Quantum-chemical calculations have been successfully used to complement the experimental X-ray powder diffraction (XRPD) data at several stages of the structure solution process:
- To optimize the molecular geometry in the gas phase to obtain accurate starting molecular structure suitable for structure solution by real space methods. In this stage different levels of theory are applied: molecular mechanics, semi-empirical methods, Hartree-Fock methods, density functional theory (DFT).
- To minimize the energy of crystal structure and provide reasonable bond lengths and angles to input into the Rietveld refinement as chemical restraints. Calculations are performed using plane wave DFT with dispersion correction (DFT-D).
- Because it is difficult to accurately locate the positions of H atoms from the XRPD data, energy optimization provides the most reasonable approach to compute optimal positions for the H atoms as the final step, with unit cell and non-H atomic positions fixed to those established by Rietveld refinement.
- To clarify an ambiguity concerning the orientation of functional group that could not be distinguished on the basis of the XRPD data alone.
- Geometry optimization with DFT-D approach in the solid state has been applied to refine the crystal structure when Rietveld refinement yielded inaccurate molecular geometry, providing results whose accuracy is comparable to that of single-crystal refinement.
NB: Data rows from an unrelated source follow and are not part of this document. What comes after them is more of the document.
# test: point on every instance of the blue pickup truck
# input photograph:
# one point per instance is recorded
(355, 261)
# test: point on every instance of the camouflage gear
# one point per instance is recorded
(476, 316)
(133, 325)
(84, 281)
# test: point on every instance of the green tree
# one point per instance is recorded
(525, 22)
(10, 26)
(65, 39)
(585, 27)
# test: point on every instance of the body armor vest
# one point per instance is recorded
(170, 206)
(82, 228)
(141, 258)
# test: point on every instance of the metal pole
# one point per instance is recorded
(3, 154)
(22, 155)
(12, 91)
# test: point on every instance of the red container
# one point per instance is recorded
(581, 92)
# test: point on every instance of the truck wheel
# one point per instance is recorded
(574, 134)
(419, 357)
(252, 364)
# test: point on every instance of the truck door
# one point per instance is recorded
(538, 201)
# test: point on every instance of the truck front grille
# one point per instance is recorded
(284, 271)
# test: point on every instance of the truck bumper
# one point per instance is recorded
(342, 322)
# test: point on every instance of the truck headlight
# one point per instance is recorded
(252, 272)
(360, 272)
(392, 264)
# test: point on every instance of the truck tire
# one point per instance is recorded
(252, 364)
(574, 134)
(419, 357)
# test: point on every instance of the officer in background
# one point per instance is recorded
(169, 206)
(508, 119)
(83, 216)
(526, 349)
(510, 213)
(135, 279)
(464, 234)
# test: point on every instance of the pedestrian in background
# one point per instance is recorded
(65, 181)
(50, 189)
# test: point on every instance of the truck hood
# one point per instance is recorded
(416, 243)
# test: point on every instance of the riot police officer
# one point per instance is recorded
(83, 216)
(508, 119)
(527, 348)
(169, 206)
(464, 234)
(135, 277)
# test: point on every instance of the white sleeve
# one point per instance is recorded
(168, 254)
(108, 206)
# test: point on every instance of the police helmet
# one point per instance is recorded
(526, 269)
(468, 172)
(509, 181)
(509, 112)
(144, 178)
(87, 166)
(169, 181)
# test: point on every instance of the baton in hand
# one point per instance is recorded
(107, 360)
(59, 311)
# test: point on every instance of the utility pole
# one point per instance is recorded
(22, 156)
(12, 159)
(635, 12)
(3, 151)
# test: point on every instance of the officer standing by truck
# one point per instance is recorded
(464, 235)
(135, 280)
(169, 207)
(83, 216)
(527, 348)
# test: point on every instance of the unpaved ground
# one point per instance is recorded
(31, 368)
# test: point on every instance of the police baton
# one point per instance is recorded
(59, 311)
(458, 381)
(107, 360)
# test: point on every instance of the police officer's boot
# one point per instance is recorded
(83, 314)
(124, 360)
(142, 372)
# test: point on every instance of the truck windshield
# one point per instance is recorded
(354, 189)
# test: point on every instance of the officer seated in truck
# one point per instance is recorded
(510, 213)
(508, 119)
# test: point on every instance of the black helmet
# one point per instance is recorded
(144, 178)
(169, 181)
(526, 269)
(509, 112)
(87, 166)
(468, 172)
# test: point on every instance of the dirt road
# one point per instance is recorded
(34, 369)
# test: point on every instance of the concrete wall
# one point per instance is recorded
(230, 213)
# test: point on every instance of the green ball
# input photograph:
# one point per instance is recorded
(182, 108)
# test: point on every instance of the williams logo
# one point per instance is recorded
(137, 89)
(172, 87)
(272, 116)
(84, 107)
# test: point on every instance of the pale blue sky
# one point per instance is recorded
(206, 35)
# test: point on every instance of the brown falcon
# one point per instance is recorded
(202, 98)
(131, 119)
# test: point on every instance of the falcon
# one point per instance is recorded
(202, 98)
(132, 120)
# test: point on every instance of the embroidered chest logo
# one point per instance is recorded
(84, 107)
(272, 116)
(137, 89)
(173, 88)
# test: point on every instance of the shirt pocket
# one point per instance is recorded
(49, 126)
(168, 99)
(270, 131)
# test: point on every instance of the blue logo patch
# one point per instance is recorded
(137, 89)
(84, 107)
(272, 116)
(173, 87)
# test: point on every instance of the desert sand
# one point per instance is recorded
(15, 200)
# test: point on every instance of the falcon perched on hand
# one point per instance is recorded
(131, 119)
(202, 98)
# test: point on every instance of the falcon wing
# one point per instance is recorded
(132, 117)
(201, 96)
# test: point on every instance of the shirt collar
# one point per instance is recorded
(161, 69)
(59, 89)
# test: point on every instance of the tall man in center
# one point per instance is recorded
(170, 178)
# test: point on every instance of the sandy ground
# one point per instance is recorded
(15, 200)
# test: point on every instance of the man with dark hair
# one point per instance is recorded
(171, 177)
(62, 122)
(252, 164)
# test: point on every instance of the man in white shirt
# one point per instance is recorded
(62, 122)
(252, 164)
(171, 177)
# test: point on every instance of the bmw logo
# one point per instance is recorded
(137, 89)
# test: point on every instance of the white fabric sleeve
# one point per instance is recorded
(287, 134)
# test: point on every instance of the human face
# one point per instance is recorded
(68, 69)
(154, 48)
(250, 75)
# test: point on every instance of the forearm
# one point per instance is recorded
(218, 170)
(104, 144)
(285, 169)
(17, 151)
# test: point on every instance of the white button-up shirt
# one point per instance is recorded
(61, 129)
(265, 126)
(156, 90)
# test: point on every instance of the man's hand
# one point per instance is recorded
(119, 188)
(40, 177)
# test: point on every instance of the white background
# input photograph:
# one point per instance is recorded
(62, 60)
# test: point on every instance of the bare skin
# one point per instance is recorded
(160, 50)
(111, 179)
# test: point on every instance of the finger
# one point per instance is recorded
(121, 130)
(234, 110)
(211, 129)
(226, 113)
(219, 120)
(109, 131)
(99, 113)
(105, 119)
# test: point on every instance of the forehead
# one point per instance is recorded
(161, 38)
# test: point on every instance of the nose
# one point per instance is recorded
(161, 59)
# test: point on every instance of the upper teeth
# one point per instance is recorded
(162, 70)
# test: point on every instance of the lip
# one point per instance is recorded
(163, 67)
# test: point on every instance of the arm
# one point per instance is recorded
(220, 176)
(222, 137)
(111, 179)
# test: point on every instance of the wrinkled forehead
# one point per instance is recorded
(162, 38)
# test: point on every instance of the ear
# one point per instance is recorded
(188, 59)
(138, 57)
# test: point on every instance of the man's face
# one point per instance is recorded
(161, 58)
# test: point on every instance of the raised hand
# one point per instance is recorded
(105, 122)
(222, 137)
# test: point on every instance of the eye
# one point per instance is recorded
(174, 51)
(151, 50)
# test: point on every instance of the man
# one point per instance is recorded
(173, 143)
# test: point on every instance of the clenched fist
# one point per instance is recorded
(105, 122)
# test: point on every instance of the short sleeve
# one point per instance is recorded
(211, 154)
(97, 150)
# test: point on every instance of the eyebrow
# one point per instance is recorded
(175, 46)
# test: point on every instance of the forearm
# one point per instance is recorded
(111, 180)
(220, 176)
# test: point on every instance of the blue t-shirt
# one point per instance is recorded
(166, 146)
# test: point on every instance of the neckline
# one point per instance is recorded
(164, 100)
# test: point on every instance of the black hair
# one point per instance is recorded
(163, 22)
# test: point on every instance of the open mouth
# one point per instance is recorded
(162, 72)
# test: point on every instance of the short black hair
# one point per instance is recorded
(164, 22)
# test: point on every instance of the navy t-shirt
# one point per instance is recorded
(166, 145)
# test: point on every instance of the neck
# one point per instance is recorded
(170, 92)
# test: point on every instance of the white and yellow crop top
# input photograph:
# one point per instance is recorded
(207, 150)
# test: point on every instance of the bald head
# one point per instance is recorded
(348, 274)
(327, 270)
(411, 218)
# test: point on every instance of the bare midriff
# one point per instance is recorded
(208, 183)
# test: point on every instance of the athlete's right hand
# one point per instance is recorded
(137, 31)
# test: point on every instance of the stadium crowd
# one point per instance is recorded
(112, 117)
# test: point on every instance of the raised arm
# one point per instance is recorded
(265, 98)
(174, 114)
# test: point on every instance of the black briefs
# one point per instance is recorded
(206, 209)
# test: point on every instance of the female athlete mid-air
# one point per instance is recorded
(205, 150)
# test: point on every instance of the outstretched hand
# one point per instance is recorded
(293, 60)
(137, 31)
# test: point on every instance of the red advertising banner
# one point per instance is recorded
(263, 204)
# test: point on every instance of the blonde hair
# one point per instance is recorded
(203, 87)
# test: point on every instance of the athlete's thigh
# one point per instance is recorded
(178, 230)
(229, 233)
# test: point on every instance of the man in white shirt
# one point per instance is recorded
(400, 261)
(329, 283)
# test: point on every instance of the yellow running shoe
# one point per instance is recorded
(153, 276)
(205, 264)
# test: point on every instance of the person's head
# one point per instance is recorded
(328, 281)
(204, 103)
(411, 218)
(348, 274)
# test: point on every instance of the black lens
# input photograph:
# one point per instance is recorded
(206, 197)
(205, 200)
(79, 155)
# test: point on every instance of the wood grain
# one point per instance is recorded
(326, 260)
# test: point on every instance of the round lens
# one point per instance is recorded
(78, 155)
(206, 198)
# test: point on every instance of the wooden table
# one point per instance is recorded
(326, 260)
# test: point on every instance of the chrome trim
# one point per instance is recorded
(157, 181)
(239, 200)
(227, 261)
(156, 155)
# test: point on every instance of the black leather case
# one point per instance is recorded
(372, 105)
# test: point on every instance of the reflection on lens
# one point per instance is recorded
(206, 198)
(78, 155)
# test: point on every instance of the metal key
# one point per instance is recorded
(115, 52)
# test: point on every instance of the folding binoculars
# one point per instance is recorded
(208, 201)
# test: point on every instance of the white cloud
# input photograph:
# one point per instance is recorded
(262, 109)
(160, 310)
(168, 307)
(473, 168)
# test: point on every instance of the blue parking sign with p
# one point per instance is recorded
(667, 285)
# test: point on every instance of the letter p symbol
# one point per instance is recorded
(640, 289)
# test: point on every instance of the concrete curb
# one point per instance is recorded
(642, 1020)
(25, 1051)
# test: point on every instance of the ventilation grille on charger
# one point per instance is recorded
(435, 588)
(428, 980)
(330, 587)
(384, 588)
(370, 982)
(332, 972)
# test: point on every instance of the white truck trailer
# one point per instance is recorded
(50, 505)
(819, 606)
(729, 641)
- To assess the correctness of experimental organic crystal structures
EXPO2014 provides crystallographers with tools to perform theoretical calculations for the geometry optimization. The first geometry optimization should be done with a faster level of theory, such as molecular mechanics or a semiempirical method. Once a geometry close to the correct geometry has been obtained with this lower level of theory, it is used as the starting geometry for a second optimization at the final, more accurate level of theory (e.g., DFT).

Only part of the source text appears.